Prevalence of Anemia and its Association with Kidney Function in Pre- Dialysis CKD Patients in Nepal: A Cross-Sectional Study

Laxman Prasad Adhikary1 and Shiv Kumar Sah2*
1Nephrology unit, Department of Medicine, Kathmandu Medical Hospital Teaching Hospital, Sinamangal, Kathmandu, Nepal
2Department of Pharmaceutical Science, Little Buddha College of Health Science, Purbanchal University, Minbhawan, Kathmandu, Nepal
*Corresponding Author: Shiv Kumar Sah, Department of Pharmaceutical Science, Little Buddha College of Health Science, Purbanchal University, Minbhawan, Kathmandu, Nepal, Tel: 9840056180 Email:

Keywords: Anemia; Chronic kidney disease; Anemia; Chronic kidney

Introduction

Chronic kidney disease is an increasing worldwide threat to public health issue, and it is estimated to be 10.6% prevalent [1] in Nepalese population. Anemia is predictive of complication from CKD, [2-4], and is the result of several factors including decreased erythropoiesis due to inadequate erythropoietin (EPO) production from the kidneys, iron, B12 and folate deficiency due to nutritional insufficiency or increased blood loss, inflammation and accumulation of uremic toxins [5-9]. Untreated anemia is responsible for cognitive impartment, sleep disturbance, CKD progression, cardiovascular co-morbidities and significant mortality, increased health care cost, and decreased quality of life [9-12]. On the other hand correction of anemia has been shown to improve cardiac function [13], cognitive function [14] and quality of life [15,16]. Despite these benefits, the identification of anemia in Nepalese CKD population, especially on pre-dialysis, is lacking. Therefore, the present study aimed to investigate the prevalence of anemia in patients with CKD not on dialysis, and further to determine its association with kidney function.

Methods

Study design and duration

This cross-sectional study was conducted at Kathmandu medical college and teaching hospital from 2015 to 2016.

Patients’ selection

The study sample comprised total 140 patients that satisfied the inclusion criteria. All adults aged 18 years or above and have had a serum creatinine value between 1.5 mg/dL and 6.0 mg/dL for females or between 2.0 mg/dL and 6.0 mg/dL for males within the past 12 months, and the patients who were stable for 3 months preceding study entry were eligible for the study. Patients undergoing dialysis, received treatment with epoetin alfa (including clinical study of epoetin alfa or any investigational forms of erythropoietic therapy), received iron supplementation, or received cytotoxic drug therapy within the past 3 months were excluded from the study. Patients were also excluded if they had a known diagnosis of human immunodeficiency virus, vitamin B12 or folate deficiency, hemolytic anemia, active gastrointestinal bleeding, or current treatment with drugs known to be nephrotoxic (i.e. aminoglycosides).

Data collection

Demographics including age, sex, CKD stage, CKD diagnosis time were approached for analysis. Laboratory data corresponding to anemia (hemoglobin, blood urea nitrogen, serum creatinine, TSAT and ferritin level) were assessed.

Estimation of GFR

GFR were estimated by using MDRD-4 equation [17]:

• GFR=175 × (SCr)-1.154 × (age)-0.203 × (0.742) (if female)

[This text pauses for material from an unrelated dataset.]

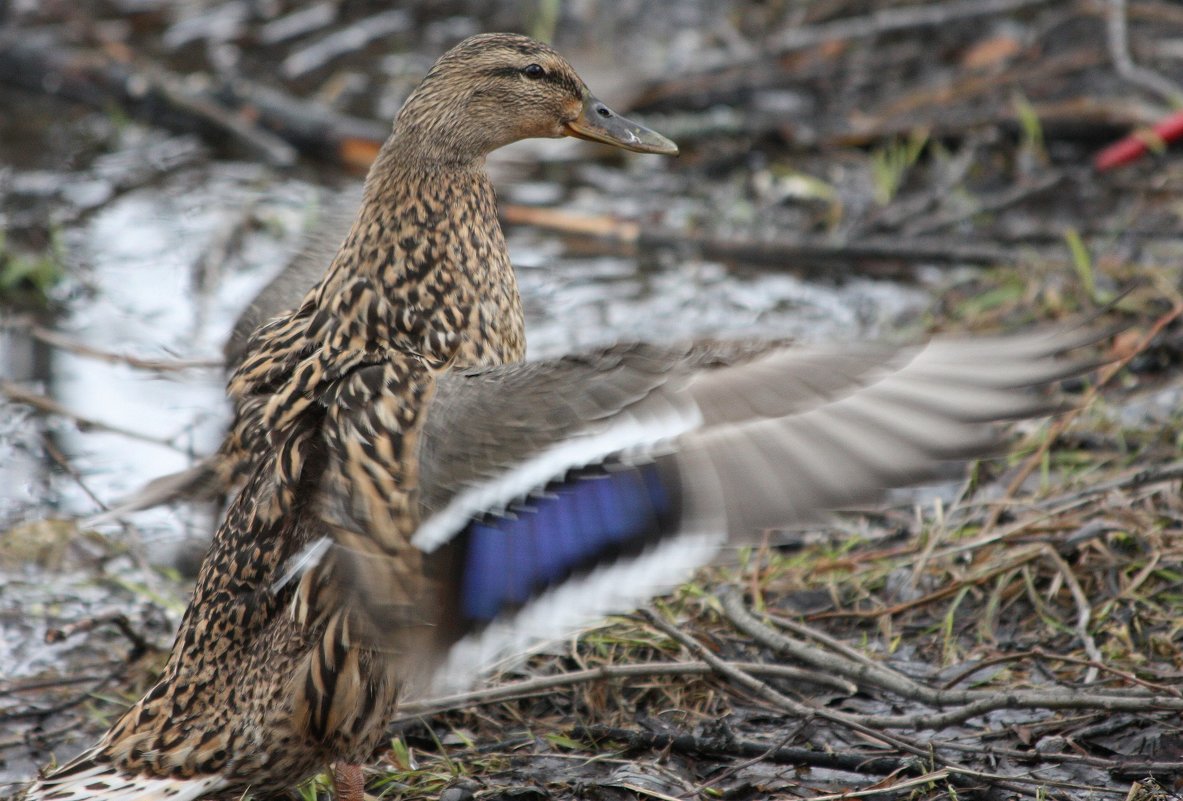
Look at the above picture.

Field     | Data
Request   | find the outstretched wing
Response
[309,332,1091,683]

• GFR units are mL/min/1.73 m2.

CKD was classified into five stages defined by the GFR and/or evidence of kidney damage, as recommended by the National Kidney Foundation (Table 1) [18].

Stage Criteria
1 GFR ≥ 90 plus evidence of kidney damage
2 GFR 60-89 plus evidence of kidney damage
3 30-59
4 15-29
5 <15

Table 1: Classification of stage of CKD.

Criteria for anemia

Anemia was defined as serum hemoglobin levels ≤ 12 g/dL in women and ≤ 13 g/dL in men, as recommended by KDIGO clinical practice guideline for anemia in chronic kidney disease [19].

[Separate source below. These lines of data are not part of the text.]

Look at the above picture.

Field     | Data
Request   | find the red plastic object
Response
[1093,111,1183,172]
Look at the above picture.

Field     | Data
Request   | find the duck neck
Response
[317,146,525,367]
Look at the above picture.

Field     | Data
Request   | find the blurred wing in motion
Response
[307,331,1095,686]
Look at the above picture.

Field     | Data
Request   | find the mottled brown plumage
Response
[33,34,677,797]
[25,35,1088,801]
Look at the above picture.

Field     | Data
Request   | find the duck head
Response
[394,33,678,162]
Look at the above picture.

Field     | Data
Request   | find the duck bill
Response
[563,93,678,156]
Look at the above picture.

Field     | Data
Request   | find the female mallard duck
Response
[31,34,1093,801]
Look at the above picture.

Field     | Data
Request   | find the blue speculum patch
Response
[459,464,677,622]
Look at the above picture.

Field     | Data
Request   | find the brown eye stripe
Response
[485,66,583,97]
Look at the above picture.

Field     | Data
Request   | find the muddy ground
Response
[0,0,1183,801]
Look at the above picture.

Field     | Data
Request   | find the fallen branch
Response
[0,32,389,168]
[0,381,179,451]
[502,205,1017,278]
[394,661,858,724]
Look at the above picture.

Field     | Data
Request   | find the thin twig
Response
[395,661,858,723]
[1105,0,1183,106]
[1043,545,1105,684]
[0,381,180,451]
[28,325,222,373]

Criteria for severity of anemia

Anemic patients were further subdivided into three subcategories based on the severity of the anemia [20]

Mild: males: Hb>12 g/dL and Hb≤13 g/dL, females: Hb>11 g/dL and Hb≤12 g/dL

Moderate: males: Hb>11 g/dL and Hb=12 g/dL, females: Hb >10 g/dL and Hb=11 g/dL

Severe: males: Hb ≤ 11 g/dL, females: Hb≤10 g/dL

Results

Table 2 illustrates the demographic and the clinical parameter of the enrolled patients. Of total 140 subjects, mean ages of the patients were 52.78 ± 1.54 years, with minimum 19 and maximum 89 years, and male population was 100 (71.4%). Mean hemoglobin were 12.39 ± 2.11 g/dl, with minimum 7 g/dL and maximum 17 g/dL. Mean transferrin saturation index (TSI) were 21.87 ± 3.05%, and more than half population 89 (63.6%) subjects had above 20% TSI. Mean ferritin level was 249.47 ± 71.19 ng/ml, with minimum 32 ng/ml and maximum 400 ng/ml.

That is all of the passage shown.